Censorship Monitoring Project Android app

Source code for a proof of concept is available here and can installed here

Key Concepts

Automatic ISP Detection

To reduce overhead for non-technical users and to reduce the chances of malicious users influencing ISP demographics certain identifying elements can be extracted from the phone and the SIM directly via the TelephonyManager class.

Simple example code below shows how the current network name (e.g. EE / Orange) and the SIM owner can be extracted automatically;


TelephonyManager telephonyManager =((TelephonyManager) getActivity().getSystemService(Context.TELEPHONY_SERVICE));

String mobileNet = telephonyManager.getNetworkOperatorName();

String simNet = telephonyManager.getSimOperatorName();


Similarly one can detect if the phone / tablet is currently using a WiFi network via the use of the WifiManager class.

If connection to a wireless network is identified the user can be prompted to identify their ISP, alternatively a simple GET request can be issued to a remote service with a JSON endpoint ( e.g. http://wtfismyip.com/json ) or an ORG managed service which can return additional OONI information such as AS.

Identifying Optional Filtering Level

Certain mobile phone providers provide varying levels of optional filters, 2 devices on the same network may experience different filtering behaviour.

To ensure accuracy / prevent misleading false-false positives some effort should be made to periodically ascertain the level of filtering present on the device before new unknown URLs are tested.

To achieve this a canary list of known blocked URLs for given filter levels should be maintained, when tested upon device setup (and periodically thereafter) the results should give a clear indication of the level of expected filtering on the device.

The app could either request a full canary list (legal + bandwidth ramifications) or a more cut down version that simply maintains the generic and ISP specific URLs.

Example Canary List

{

   "generic": {
       "copyright": [
           "piratebay.se",
           "xyz.com"
       ],
       "gambling": [
           "bobsgamblingemporium.com",
           "paydaygamblingloans.xxx"
       ]
   },
   "ISP WITH FILTER TYPES": {
       "FILTER NAME A": [
           "FILTER_A_TYPE_URL_1",
           "FILTER_A_TYPE_URL_2"
       ],
       "FILTER NAME B": [
           "FILTER_B_TYPE_URL_1",
           "FILTER_B_TYPE_URL_2"
       ]
   },
   "ISP WITH CATEGORIES": {
       "pornography": [
           "xxx.xxx",
           "sex.com"
       ],
       "gambling": [
           "somegamblingplace.com",
           "anothergamblingplace.com"
       ],
       "esoteric": [
           "hipsters.com"
       ]
   }

}

Uniquely Identifying Devices

An MD5 hash of the Android ANDROID_ID can be used to uniquely identify each device.
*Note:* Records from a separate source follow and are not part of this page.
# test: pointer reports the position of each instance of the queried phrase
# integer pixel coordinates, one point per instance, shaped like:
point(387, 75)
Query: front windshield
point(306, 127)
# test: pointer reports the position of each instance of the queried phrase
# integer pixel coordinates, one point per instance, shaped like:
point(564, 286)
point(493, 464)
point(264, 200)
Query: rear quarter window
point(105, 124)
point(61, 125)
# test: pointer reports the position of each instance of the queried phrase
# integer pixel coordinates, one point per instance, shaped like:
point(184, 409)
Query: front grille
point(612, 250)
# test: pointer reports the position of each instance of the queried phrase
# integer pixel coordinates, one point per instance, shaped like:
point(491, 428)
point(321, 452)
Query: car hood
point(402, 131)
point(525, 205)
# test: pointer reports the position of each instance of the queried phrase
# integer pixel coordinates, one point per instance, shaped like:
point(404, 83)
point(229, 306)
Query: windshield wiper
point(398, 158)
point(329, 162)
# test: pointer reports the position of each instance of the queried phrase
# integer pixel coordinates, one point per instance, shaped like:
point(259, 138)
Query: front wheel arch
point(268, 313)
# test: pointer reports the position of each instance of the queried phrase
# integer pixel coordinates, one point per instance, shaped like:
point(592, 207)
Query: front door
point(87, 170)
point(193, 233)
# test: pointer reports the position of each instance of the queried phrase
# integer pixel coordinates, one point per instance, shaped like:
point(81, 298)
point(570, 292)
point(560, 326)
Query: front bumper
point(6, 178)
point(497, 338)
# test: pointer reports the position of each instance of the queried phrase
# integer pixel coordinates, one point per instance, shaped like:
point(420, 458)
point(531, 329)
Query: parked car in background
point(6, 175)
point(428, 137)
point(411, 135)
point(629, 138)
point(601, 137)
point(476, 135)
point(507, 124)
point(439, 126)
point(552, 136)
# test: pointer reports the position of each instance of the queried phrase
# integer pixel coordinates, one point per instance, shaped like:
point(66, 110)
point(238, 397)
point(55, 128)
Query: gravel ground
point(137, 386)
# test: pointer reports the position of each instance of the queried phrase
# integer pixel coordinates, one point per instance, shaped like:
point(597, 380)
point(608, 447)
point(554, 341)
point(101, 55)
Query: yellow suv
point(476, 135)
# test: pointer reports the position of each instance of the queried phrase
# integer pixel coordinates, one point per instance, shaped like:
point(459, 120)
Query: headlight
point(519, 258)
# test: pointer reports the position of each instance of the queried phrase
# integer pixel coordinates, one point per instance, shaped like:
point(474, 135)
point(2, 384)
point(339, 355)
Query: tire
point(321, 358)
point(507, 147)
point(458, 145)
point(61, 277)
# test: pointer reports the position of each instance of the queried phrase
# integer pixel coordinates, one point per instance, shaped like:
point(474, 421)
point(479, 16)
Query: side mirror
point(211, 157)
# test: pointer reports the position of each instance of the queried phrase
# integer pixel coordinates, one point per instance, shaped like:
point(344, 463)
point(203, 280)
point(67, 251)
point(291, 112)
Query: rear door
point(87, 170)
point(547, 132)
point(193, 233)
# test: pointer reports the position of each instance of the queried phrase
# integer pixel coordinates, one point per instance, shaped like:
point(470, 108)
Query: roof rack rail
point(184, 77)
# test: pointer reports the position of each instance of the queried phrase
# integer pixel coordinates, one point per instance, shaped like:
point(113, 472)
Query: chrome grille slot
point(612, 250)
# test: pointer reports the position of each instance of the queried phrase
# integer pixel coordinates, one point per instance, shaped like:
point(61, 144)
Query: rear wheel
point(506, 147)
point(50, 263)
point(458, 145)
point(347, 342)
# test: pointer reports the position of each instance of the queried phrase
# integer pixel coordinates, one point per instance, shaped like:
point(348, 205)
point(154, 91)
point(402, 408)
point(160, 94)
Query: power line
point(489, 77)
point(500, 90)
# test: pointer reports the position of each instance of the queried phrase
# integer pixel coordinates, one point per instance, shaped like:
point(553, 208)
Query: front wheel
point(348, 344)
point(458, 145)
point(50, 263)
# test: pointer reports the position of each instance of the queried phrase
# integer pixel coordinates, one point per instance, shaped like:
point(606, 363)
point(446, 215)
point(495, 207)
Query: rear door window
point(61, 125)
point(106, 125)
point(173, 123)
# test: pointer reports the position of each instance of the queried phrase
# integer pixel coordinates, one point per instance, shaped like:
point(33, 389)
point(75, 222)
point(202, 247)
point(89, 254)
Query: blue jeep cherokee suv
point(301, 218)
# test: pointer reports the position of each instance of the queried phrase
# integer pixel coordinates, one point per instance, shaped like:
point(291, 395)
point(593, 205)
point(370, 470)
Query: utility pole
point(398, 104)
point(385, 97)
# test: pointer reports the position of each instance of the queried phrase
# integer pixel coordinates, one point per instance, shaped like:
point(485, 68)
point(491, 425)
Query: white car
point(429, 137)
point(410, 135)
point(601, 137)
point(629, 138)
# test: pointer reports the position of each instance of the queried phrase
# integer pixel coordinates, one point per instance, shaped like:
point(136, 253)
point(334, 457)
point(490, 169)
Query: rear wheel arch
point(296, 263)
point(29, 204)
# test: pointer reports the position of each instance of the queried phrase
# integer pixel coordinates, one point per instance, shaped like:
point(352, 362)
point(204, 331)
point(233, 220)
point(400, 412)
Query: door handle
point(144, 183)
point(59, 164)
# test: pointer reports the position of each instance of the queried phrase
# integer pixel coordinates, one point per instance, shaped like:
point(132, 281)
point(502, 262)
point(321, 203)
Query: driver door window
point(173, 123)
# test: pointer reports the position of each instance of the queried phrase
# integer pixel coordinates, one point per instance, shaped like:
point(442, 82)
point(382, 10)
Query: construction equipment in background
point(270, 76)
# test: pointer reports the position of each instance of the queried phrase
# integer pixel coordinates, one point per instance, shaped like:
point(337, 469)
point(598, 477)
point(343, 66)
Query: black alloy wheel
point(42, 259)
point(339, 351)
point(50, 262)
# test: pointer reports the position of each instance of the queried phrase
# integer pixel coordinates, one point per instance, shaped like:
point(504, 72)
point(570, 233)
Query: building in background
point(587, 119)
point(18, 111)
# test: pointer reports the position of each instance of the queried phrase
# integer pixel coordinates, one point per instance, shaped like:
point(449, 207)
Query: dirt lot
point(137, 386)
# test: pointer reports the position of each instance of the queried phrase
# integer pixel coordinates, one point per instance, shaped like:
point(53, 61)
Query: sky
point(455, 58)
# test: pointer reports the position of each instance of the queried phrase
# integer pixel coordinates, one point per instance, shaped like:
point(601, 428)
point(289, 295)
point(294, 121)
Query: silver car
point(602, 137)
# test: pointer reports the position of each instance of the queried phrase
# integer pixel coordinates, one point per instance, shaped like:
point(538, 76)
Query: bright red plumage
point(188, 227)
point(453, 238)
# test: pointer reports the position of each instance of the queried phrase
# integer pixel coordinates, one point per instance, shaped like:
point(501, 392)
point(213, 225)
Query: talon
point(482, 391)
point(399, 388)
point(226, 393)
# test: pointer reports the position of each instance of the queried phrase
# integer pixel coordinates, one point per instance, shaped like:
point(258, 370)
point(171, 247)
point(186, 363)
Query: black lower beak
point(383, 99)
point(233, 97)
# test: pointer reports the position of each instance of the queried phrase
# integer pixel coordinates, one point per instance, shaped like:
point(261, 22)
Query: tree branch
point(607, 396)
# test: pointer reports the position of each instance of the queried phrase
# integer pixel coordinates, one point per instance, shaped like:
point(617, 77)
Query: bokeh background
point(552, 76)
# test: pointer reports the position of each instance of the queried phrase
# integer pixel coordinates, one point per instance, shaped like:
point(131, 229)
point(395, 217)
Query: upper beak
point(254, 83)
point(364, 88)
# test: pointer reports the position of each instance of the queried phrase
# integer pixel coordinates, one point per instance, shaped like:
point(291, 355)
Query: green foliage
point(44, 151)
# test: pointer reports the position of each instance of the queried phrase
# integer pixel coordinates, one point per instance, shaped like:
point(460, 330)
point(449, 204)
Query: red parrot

The Android ID is a 64-bit number (as a hex string) that is randomly generated when the user first sets up the device and should remain constant for the lifetime of the user's device. The value may change if a factory reset is performed on the device or by malicious users[1]

To prevent abuse the ANDROID_ID could be used as a seed / salt for generating a UUID that can be tied to a user account during registration.

Spoofing User Agents

An Android HTTP GET / POST/ HEAD etc can accept custom HTTP headers.

User Agent strings can be passed to devices along with other probe payload elements.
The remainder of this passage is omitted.